Compound 1′ shows classical gate pressure behaviour during physisorption of nitrogen at 77 K, with almost no uptake up to p/p₀ = 0.47. The total pore volume calculated at p/p₀ = 0.95 amounts to 0.55 cm³ g⁻¹ which is slightly lower than the theoretical value (Table 1). As expected, the nitrogen adsorption isotherm of 2′ shows a slightly different trend, reaching the plateau after adsorbing nearly 25 cm³ g⁻¹ nitrogen at very low relative pressures. After reaching p/p₀ = 0.3, a very steep increase in uptake takes place. The isotherm reaches a second plateau at p/p₀ = 0.95. The adsorbed amount in saturation is 295 cm³ g⁻¹ that corresponds to the pore volume of 0.456 cm³ g⁻¹. Materials 3′ and 4′ show completely different behaviour during the adsorption of the nitrogen at 77 K (Fig. 5).

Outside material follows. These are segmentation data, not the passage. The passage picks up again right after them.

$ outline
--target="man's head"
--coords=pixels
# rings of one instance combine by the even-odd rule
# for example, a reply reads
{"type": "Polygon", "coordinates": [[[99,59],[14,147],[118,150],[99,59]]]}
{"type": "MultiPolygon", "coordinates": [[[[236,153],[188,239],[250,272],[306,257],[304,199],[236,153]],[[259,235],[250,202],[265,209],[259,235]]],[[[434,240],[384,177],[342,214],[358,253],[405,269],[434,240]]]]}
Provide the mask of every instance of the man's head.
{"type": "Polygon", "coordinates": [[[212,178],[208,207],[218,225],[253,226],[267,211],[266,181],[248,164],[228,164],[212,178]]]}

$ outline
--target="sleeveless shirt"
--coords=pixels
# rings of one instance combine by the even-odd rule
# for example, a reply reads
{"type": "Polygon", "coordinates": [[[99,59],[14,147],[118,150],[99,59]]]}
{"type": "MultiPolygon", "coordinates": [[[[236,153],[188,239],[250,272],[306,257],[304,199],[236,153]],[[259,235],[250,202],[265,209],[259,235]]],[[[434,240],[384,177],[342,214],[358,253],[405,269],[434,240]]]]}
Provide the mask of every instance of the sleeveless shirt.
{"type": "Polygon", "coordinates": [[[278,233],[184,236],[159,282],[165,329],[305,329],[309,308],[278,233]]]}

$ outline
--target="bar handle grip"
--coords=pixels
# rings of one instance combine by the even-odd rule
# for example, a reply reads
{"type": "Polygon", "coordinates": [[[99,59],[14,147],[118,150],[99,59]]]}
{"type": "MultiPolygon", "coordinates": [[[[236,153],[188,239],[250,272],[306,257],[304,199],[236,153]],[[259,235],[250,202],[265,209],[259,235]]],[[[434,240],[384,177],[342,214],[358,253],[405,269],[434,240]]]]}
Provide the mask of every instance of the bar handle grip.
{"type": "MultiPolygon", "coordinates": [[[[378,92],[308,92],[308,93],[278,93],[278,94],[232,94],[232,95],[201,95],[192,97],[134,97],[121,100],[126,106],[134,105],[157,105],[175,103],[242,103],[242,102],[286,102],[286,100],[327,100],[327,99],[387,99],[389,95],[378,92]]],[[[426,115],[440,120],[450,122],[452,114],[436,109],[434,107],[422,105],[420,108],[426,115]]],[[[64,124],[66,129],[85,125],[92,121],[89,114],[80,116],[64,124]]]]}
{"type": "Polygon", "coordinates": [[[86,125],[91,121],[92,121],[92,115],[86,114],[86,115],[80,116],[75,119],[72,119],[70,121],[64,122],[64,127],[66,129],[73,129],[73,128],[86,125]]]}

Thus, compound 3′ adsorbs nearly 100 cm³ g⁻¹ of nitrogen already at p/p₀ = 10⁻⁴ confirming the incompleteness of the crystal structure closing (narrow pore state) of 3′ discussed above. The second step in the isotherm, most likely connected to the structural transformation, occurs in the relative pressure range between 0.03 and 0.07. After that the course of the isotherm is characterized by the continuous increase of the uptake reaching 227 cm³ g⁻¹ at p/p₀ = 0.97.

Fig. 5 Nitrogen physisorption isotherms for compounds 1′–4′ at 77 K: (a) linear representation of the isotherms; (b) isotherms of compounds 3′ and 4′ on a semilogarithmic scale. Black circles – 1′, blue triangles – 2′, red squares – 3′, and green diamonds – 4′. Close symbols – adsorption, and open symbols – desorption.

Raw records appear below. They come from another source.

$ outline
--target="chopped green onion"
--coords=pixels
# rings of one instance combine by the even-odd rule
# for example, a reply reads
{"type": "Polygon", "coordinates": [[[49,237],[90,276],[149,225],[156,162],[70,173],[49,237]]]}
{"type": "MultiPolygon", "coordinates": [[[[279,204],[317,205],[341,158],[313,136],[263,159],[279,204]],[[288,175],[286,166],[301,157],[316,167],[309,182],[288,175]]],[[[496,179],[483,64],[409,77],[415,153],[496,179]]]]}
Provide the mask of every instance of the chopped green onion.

Implementation of the larger cinnamate anion into JLU-Liu4 has further influence on the adsorption properties of the solid. As in the case of 3′, the hysteresis related to the guest induced structural changes is shifted to a lower pressure range, and is located between p/p₀ = 5 × 10⁻³ and p/p₀ = 5 × 10⁻². The isotherm reaches saturation at p/p₀ = 0.95 showing the nitrogen uptake of 203 cm³ g⁻¹.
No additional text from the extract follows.